Prediction, along with inference and exploration, may be a third general principle of cortical function. Information processing in the brain is dynamic. Visual perception, for example, occurs in both space and time. Visual signals from the environment enter our eyes as a continuous stream of information, which the brain must process in an ongoing, dynamic way. How we perceive each stimulus depends on preceding stimuli and impacts our processing of subsequent stimuli. Most computational models of vision are, however, static; they deal with stimuli that are isolated in time or at best with instantaneous changes in a stimulus (e.g., motion velocity).
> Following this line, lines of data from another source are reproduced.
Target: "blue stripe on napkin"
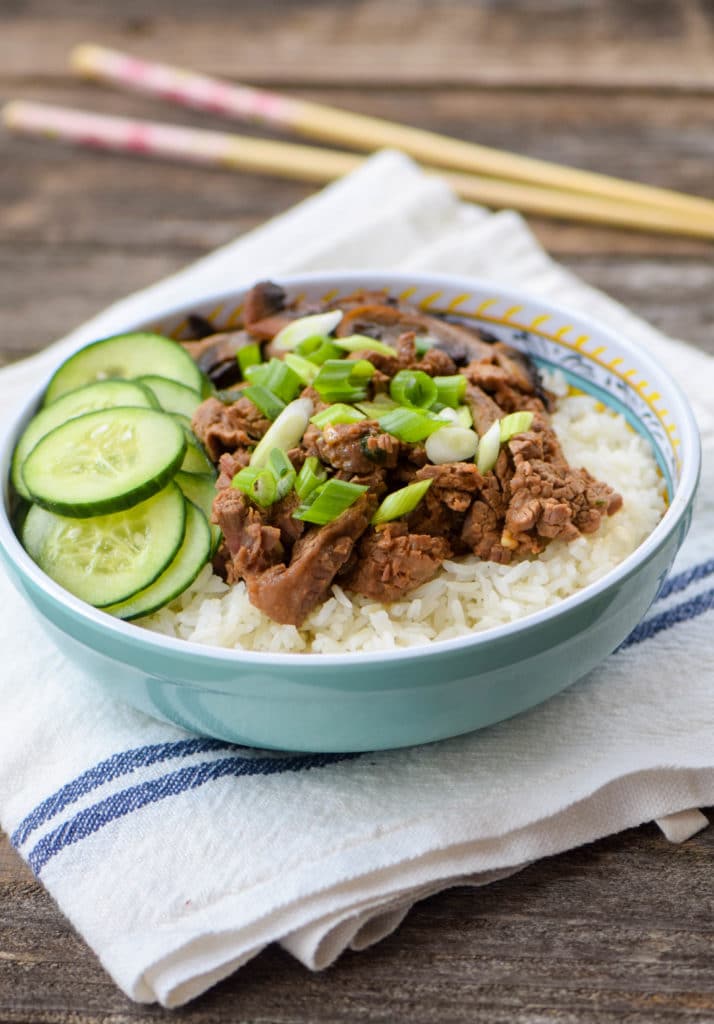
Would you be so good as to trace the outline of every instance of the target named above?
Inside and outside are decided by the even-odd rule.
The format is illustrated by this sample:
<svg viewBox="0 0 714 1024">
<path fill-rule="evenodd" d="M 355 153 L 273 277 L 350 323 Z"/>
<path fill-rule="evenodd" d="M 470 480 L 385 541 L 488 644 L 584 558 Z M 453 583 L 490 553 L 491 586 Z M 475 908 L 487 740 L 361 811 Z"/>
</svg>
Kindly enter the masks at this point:
<svg viewBox="0 0 714 1024">
<path fill-rule="evenodd" d="M 670 577 L 658 595 L 656 603 L 672 594 L 686 590 L 692 584 L 697 584 L 712 574 L 714 574 L 714 559 L 701 562 L 683 572 Z M 714 589 L 697 594 L 686 601 L 645 618 L 623 641 L 618 651 L 650 640 L 663 631 L 688 622 L 712 608 L 714 608 Z M 22 846 L 34 831 L 60 814 L 65 808 L 107 782 L 121 778 L 123 775 L 169 760 L 226 750 L 236 750 L 236 748 L 223 740 L 197 737 L 171 743 L 154 743 L 115 754 L 78 775 L 77 778 L 68 782 L 38 805 L 17 826 L 11 837 L 11 842 L 15 847 Z M 112 821 L 125 817 L 149 804 L 199 788 L 208 782 L 226 776 L 241 777 L 308 771 L 311 768 L 326 768 L 360 756 L 359 754 L 236 756 L 188 765 L 159 778 L 144 780 L 129 786 L 80 811 L 44 836 L 31 851 L 28 861 L 35 873 L 39 874 L 45 864 L 60 850 L 86 839 Z"/>
<path fill-rule="evenodd" d="M 699 583 L 700 580 L 705 580 L 713 572 L 714 558 L 710 558 L 706 562 L 701 562 L 699 565 L 692 565 L 690 568 L 685 569 L 684 572 L 679 572 L 677 575 L 666 580 L 662 590 L 657 595 L 657 599 L 658 601 L 664 601 L 670 594 L 678 594 L 680 590 L 685 590 L 689 584 Z"/>
<path fill-rule="evenodd" d="M 13 846 L 20 846 L 36 828 L 49 821 L 62 811 L 69 804 L 74 804 L 87 793 L 99 785 L 104 785 L 115 778 L 127 775 L 137 768 L 169 761 L 172 758 L 187 757 L 192 754 L 208 754 L 210 751 L 225 751 L 230 743 L 221 739 L 181 739 L 173 743 L 153 743 L 151 746 L 138 746 L 131 751 L 122 751 L 106 761 L 100 761 L 88 771 L 82 772 L 61 790 L 43 800 L 15 829 L 10 837 Z"/>
<path fill-rule="evenodd" d="M 669 630 L 673 626 L 678 626 L 679 623 L 686 623 L 690 618 L 703 615 L 711 608 L 714 608 L 714 589 L 705 590 L 704 593 L 698 594 L 688 601 L 682 601 L 681 604 L 675 604 L 673 608 L 668 608 L 658 615 L 645 618 L 633 629 L 627 640 L 623 640 L 618 650 L 626 650 L 634 644 L 642 643 L 643 640 L 652 640 L 663 630 Z"/>
<path fill-rule="evenodd" d="M 308 771 L 310 768 L 325 768 L 360 757 L 359 754 L 307 754 L 300 757 L 272 758 L 221 758 L 219 761 L 204 761 L 170 772 L 161 778 L 141 782 L 115 793 L 92 807 L 80 811 L 74 818 L 44 836 L 33 848 L 28 863 L 35 872 L 42 868 L 60 850 L 79 843 L 104 825 L 123 818 L 149 804 L 155 804 L 167 797 L 176 797 L 190 790 L 198 790 L 207 782 L 226 776 L 279 775 L 285 772 Z"/>
</svg>

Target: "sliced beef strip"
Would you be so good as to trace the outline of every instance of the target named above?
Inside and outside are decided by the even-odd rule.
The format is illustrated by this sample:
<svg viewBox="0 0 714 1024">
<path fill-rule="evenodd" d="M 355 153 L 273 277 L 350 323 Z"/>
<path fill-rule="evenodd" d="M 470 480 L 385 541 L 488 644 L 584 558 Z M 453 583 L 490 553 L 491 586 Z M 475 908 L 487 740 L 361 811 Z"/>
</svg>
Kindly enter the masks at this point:
<svg viewBox="0 0 714 1024">
<path fill-rule="evenodd" d="M 513 470 L 505 450 L 499 453 L 492 472 L 485 473 L 479 493 L 475 496 L 461 527 L 463 549 L 487 561 L 508 564 L 517 544 L 504 544 L 503 522 L 509 506 L 510 478 Z"/>
<path fill-rule="evenodd" d="M 513 551 L 502 544 L 502 536 L 503 520 L 487 502 L 480 499 L 474 501 L 466 513 L 461 531 L 464 546 L 485 561 L 507 565 Z"/>
<path fill-rule="evenodd" d="M 429 348 L 420 359 L 410 362 L 409 370 L 421 370 L 429 377 L 452 377 L 456 372 L 456 364 L 448 352 L 440 348 Z"/>
<path fill-rule="evenodd" d="M 230 406 L 224 406 L 218 398 L 206 398 L 194 413 L 191 426 L 209 457 L 218 462 L 224 452 L 254 445 L 270 421 L 250 398 L 239 398 Z"/>
<path fill-rule="evenodd" d="M 471 499 L 484 485 L 484 477 L 472 462 L 448 462 L 442 466 L 422 466 L 417 480 L 433 480 L 427 495 L 437 495 L 453 512 L 465 512 Z"/>
<path fill-rule="evenodd" d="M 376 601 L 396 601 L 433 579 L 450 554 L 443 537 L 411 534 L 406 523 L 389 522 L 362 539 L 356 562 L 341 585 Z"/>
<path fill-rule="evenodd" d="M 285 289 L 280 285 L 271 281 L 259 281 L 246 296 L 243 318 L 249 325 L 282 312 L 285 309 Z"/>
<path fill-rule="evenodd" d="M 369 526 L 375 507 L 374 498 L 362 495 L 333 522 L 310 527 L 295 544 L 289 565 L 247 572 L 251 602 L 277 623 L 300 626 L 327 597 L 332 581 Z"/>
<path fill-rule="evenodd" d="M 410 530 L 445 538 L 456 554 L 463 554 L 468 549 L 461 540 L 462 524 L 484 483 L 481 474 L 473 463 L 427 464 L 413 473 L 411 479 L 431 479 L 433 483 L 409 516 Z"/>
<path fill-rule="evenodd" d="M 239 473 L 250 462 L 250 451 L 248 449 L 236 449 L 235 452 L 224 452 L 218 459 L 218 479 L 216 480 L 216 490 L 229 487 L 236 473 Z"/>
<path fill-rule="evenodd" d="M 573 541 L 594 532 L 604 515 L 622 507 L 622 497 L 585 469 L 569 465 L 544 416 L 508 443 L 514 472 L 505 529 L 515 541 L 560 538 Z"/>
<path fill-rule="evenodd" d="M 321 462 L 352 475 L 369 474 L 375 467 L 393 468 L 401 451 L 397 438 L 382 433 L 375 420 L 327 426 L 318 435 L 310 433 L 305 443 L 313 445 Z"/>
<path fill-rule="evenodd" d="M 481 341 L 475 331 L 448 324 L 418 309 L 400 309 L 388 305 L 354 306 L 344 314 L 335 333 L 339 337 L 365 334 L 393 345 L 400 335 L 408 331 L 433 338 L 436 347 L 447 352 L 457 365 L 486 358 L 491 352 L 491 346 Z"/>
<path fill-rule="evenodd" d="M 503 416 L 501 407 L 475 384 L 466 385 L 464 400 L 471 410 L 473 426 L 479 437 L 482 437 L 489 427 Z"/>
<path fill-rule="evenodd" d="M 462 372 L 504 413 L 552 408 L 553 396 L 543 388 L 537 368 L 522 352 L 501 342 L 492 346 L 489 358 L 473 359 Z"/>
<path fill-rule="evenodd" d="M 262 572 L 284 558 L 280 529 L 269 525 L 262 509 L 235 487 L 218 492 L 213 501 L 212 519 L 220 526 L 230 555 L 226 565 L 229 583 L 247 573 Z"/>
</svg>

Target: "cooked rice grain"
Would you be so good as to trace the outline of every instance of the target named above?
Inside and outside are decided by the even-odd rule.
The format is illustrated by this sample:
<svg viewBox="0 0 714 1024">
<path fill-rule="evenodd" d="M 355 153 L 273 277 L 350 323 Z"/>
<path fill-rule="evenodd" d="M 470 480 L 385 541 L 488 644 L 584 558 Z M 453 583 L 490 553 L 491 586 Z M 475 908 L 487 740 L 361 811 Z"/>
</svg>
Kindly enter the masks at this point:
<svg viewBox="0 0 714 1024">
<path fill-rule="evenodd" d="M 560 382 L 561 383 L 561 382 Z M 558 381 L 549 381 L 549 385 Z M 447 561 L 436 579 L 385 606 L 338 586 L 300 629 L 280 626 L 248 600 L 201 572 L 188 590 L 140 625 L 197 643 L 272 653 L 337 653 L 411 647 L 503 626 L 546 608 L 599 580 L 652 532 L 665 511 L 664 484 L 646 441 L 625 419 L 587 395 L 559 401 L 553 426 L 565 456 L 624 499 L 600 529 L 572 544 L 555 541 L 532 561 L 497 565 Z"/>
</svg>

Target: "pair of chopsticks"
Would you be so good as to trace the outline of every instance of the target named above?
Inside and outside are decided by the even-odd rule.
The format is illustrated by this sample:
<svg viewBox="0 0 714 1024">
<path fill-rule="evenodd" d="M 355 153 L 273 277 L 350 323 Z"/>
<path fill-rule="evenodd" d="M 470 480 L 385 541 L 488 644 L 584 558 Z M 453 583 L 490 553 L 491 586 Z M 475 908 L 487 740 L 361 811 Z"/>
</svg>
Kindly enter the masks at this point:
<svg viewBox="0 0 714 1024">
<path fill-rule="evenodd" d="M 268 124 L 362 151 L 398 148 L 461 197 L 494 207 L 640 231 L 714 239 L 714 201 L 489 148 L 379 118 L 232 85 L 92 44 L 72 69 L 160 99 L 240 121 Z M 324 183 L 354 170 L 358 154 L 156 121 L 13 100 L 2 112 L 13 131 L 99 148 Z"/>
</svg>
Dynamic and predictive processing is needed to control behavior in sync with or in advance of changes in the environment. Without prediction, behavioral responses to environmental events will always be too late because of the lag or latency in sensory and motor processing. Prediction is a key component of theories of motor control and in explanations of how an organism discounts sensory input caused by its own behavior. Prediction has also been hypothesized to be essential in sensory and perceptual processing. ...Moreover, prediction might be critical for yet a fourth general principle of cortical function: learning.